These accounts have been the subject of much controversy in recent years.1 3 I will sketch the most important problems associated with these perspectives and then briefly propose a fourth account that does not fall prey to these issues.

  1. A libertarian healthcare market system results in a situation in which large portions of the population are left with minimal or no public support in case of illness. At least from the European perspective, which takes universal, publicly funded healthcare as a very desirable social institution, the extreme emphasis on ownership rights and freedom of disposal and the resulting complete opposition to making citizens pay some portion of their income into public healthcare is difficult to support. Even taking into account charitable impulses (often cited by libertarians as a means to finance a minimal or basic care package10), no public healthcare system as we know it would exist in a libertarian society. Thus, the theory is not directly relevant in a discussion of universal public healthcare.

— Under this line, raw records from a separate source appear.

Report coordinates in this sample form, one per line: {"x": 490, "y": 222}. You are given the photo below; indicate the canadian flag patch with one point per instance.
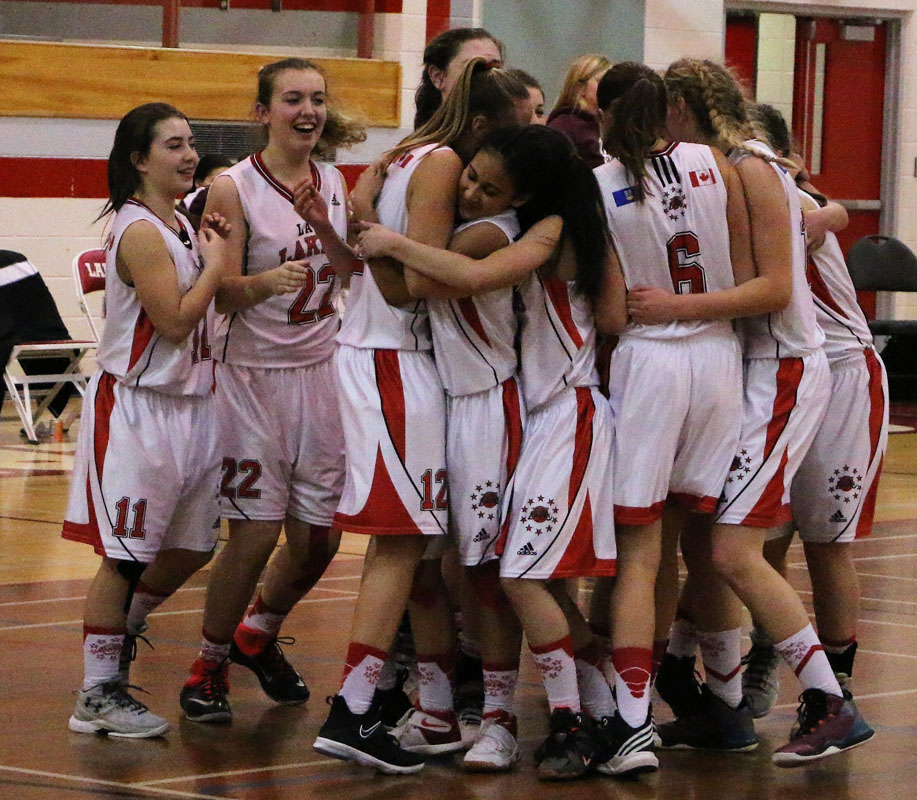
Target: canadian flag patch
{"x": 703, "y": 178}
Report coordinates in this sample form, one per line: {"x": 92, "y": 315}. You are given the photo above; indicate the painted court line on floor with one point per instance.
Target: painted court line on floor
{"x": 137, "y": 787}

  2. The opposite argument can be voiced against communitarian healthcare systems: apart from proposing a rather paternalistic approach towards the lives people should lead, their proposals assign too little weight to the individual and too much to the community. The focus on the common good leaves too few opportunities for some individuals to make justified claims on public healthcare resources. A communitarian system—while ensuring that, on the whole, the health of the community is reasonably good—would produce many groups of losers: everyone with “self-inflicted” illnesses, and also those with rare diseases and those whose treatment is expensive or high-tech and who therefore place heavy demands on many commonly shared resources.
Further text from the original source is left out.